The International Air Transport Association (IATA) announced global traffic results for November showing a softening in passenger markets while air cargo markets remained weak compared to levels attained earlier in the year.
Passenger traffic was 4.3% above November 2010 levels but this is skewed as November 2010 was a particularly weak month. The softening in passenger markets becomes apparent when comparing to the previous month (October 2011). This shows a 0.5% decline on a seasonally-adjusted basis.
Freight markets were 3.1% below November 2010 levels despite a 1.1% increase on October 2011 performance.
“Weak global economic performance is being reflected in air transport markets. Freight markets have contracted some 4% compared to January. Although passenger markets have had some growth relative to the beginning of the year – about 2%– the trend has been both soft and volatile. Continuing economic uncertainty will likely mean market shortcomings deepening as we enter 2012,” said Tony Tyler, IATA’s Director General and CEO.
Globally, passenger load factors have fallen sharply to 76.3% from 78.5% in October. This shows that the weakness in passenger demand is outpacing airlines’ ability to adjust capacity accordingly. Regional differences are sharp. While North American carriers saw a 0.8% decline in travel, carriers in the Middle East experienced a 10.1% increase, followed by 9.0% for Latin American airlines.

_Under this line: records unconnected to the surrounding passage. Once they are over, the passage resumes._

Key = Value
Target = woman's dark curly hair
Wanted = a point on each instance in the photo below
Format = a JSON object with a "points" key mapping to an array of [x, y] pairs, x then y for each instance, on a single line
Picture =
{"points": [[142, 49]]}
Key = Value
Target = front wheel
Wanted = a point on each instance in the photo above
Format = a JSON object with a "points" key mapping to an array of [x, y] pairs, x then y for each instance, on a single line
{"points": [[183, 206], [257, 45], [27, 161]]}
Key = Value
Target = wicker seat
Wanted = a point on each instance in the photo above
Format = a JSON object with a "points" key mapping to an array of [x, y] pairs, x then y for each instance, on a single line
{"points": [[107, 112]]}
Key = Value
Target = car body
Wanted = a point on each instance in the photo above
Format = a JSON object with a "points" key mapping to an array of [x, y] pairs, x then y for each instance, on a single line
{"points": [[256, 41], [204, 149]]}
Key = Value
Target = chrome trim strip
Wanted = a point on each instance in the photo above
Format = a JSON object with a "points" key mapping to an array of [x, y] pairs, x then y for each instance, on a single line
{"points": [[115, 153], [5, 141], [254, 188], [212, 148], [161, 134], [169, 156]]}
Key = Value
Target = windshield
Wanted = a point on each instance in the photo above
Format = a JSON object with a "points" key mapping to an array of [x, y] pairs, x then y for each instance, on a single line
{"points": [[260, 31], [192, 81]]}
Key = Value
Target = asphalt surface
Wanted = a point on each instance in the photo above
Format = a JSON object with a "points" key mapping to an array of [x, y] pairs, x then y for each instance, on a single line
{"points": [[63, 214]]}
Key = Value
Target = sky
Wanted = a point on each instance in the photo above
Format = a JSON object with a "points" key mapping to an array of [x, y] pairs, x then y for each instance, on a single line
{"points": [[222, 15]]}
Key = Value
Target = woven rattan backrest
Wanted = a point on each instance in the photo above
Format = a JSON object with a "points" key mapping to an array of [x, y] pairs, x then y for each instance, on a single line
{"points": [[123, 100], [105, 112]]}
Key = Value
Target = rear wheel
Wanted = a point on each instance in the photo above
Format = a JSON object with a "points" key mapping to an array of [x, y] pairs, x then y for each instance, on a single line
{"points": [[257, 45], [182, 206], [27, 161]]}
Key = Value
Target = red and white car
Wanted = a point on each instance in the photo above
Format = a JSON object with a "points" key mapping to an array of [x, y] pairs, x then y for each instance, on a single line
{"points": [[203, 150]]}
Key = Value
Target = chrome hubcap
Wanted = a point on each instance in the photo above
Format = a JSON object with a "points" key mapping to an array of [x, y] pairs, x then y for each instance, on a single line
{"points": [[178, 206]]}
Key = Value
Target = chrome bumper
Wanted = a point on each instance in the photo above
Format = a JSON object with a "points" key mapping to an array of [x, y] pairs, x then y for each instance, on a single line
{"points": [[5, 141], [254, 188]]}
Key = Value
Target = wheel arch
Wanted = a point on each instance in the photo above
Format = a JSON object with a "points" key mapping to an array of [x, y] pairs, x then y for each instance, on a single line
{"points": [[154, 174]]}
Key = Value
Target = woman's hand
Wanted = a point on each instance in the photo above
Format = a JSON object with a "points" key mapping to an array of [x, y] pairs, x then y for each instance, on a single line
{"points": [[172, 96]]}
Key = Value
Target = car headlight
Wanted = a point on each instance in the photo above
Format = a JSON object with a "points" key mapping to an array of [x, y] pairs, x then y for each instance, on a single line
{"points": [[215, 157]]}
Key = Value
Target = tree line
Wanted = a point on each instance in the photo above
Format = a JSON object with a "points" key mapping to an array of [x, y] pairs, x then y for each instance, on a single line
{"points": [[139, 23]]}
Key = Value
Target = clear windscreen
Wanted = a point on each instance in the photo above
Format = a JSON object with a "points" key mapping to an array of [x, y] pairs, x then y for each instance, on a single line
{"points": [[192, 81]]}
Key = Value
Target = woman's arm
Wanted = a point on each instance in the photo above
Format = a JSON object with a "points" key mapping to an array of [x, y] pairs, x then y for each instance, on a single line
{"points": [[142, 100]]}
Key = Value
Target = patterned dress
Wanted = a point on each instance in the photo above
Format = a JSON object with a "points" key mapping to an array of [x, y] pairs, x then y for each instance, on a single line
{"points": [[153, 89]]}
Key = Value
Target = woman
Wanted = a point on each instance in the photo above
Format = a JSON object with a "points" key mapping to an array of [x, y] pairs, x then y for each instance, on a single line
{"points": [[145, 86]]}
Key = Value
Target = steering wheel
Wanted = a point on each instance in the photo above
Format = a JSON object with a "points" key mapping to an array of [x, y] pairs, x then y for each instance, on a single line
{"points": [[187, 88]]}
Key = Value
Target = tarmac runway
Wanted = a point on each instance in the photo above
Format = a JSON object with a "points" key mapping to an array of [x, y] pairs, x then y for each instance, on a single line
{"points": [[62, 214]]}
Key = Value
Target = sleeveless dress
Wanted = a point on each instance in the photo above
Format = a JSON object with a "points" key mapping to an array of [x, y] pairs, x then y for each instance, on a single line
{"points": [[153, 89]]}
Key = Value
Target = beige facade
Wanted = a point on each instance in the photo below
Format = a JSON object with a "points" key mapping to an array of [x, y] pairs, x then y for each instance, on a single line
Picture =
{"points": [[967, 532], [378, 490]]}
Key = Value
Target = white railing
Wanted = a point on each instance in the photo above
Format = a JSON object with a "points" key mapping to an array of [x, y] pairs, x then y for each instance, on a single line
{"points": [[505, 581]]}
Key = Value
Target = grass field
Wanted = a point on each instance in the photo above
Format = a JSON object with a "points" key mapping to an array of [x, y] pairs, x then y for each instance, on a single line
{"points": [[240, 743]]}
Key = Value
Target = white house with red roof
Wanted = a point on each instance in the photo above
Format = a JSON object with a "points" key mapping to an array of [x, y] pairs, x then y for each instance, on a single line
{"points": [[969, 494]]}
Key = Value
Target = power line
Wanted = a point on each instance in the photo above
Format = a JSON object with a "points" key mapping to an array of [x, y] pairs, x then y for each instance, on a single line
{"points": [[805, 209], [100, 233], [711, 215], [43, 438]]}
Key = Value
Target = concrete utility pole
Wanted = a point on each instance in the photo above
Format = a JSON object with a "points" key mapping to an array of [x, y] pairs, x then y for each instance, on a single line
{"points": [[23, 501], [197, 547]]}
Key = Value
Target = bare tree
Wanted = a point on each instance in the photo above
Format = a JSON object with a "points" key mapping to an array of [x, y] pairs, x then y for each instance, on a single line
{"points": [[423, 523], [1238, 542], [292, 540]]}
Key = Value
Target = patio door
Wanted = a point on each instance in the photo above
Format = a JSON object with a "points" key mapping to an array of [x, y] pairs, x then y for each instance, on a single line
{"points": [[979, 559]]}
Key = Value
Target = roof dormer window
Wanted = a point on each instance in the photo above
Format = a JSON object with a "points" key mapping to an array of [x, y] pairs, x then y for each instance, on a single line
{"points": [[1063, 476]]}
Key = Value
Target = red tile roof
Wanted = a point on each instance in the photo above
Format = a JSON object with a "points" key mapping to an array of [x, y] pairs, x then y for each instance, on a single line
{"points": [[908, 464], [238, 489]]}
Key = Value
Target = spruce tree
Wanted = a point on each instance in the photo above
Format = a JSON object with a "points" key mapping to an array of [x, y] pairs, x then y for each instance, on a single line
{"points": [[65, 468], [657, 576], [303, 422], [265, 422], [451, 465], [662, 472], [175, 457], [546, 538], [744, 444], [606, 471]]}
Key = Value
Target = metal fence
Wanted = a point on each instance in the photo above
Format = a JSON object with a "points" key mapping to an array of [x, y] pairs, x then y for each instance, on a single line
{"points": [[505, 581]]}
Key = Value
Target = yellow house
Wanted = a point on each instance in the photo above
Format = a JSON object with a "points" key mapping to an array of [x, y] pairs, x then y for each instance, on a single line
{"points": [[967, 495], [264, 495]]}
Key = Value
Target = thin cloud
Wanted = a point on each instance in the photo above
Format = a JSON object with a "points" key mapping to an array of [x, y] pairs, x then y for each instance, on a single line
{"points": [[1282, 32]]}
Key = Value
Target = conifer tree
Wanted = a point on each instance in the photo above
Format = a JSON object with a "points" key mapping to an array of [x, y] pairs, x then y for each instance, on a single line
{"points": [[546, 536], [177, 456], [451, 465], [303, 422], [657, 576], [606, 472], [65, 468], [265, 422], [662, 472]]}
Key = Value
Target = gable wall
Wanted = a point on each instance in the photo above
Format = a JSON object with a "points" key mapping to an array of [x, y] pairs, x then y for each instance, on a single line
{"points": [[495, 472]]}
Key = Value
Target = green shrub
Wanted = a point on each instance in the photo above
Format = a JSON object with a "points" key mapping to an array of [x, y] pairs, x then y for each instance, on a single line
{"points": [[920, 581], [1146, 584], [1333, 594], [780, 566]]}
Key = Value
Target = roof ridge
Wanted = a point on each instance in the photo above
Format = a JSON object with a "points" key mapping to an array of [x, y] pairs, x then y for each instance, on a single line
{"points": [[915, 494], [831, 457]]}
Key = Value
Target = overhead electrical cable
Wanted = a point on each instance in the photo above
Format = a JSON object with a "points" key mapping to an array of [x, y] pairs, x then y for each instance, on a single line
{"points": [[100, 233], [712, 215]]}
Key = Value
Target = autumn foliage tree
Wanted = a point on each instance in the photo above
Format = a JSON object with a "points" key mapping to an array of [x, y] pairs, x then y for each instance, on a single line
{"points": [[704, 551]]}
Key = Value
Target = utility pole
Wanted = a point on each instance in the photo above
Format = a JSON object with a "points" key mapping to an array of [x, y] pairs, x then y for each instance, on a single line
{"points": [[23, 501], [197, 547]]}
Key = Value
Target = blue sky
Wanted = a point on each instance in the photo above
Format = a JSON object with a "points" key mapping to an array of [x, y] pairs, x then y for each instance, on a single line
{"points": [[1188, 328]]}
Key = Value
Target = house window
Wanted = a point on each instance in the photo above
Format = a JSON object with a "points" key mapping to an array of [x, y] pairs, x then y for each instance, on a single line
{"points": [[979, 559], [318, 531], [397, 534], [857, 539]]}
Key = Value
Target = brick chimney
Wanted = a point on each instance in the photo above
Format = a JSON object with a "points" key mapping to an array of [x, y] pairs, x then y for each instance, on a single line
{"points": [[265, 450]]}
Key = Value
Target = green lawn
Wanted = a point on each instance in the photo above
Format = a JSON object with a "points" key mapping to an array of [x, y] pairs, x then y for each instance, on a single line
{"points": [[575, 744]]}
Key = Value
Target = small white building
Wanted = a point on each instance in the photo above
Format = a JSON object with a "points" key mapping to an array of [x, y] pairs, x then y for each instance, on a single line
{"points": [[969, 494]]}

International travel markets continue to be weaker than domestic markets. Compared to October, international demand contracted by 1.5% while domestic demand grew by 1.3%.
African carriers reported 2.6% growth in demand. While this is twice the 1.3% capacity expansion, the region still recorded the weakest load factors of 66.2%.
North American airlines saw international demand shrink by 1.2% (compared to November 2010), roughly in line with a 1.0% reduction in capacity. The fourth quarter uptick in the US economy has yet to be reflected in passenger markets.
Latin American and the Middle Eastern carriers recorded the strongest year-on-year growth at 8.8% and 9.8% respectively. For both regions, capacity increases outstripped the growth in demand with Middle Eastern carriers growing their capacity by 10.4% and Latin American carriers by 11.4%. Latin American economies have remained strong with robust trade activity. Middle Eastern airlines have seen a gain in market share on long-haul markets through price competitive products.
European airlines continued to face the weakest market outlook due to the uncertainty in the Euro-zone. Demand grew 4.9% compared to the previous November while capacity increased by 5.3%. This is a steep change from the 6.4% demand growth recorded for October on a capacity increase of 8.1%. Growth in travel has been supported by business travel on the back of export strength in economies such as Germany.
Asia-Pacific airlines reported 2.4% growth in year-on-year demand which is less than half the 5.4% growth in capacity. The region’s carriers recorded a load factor of 73.3%.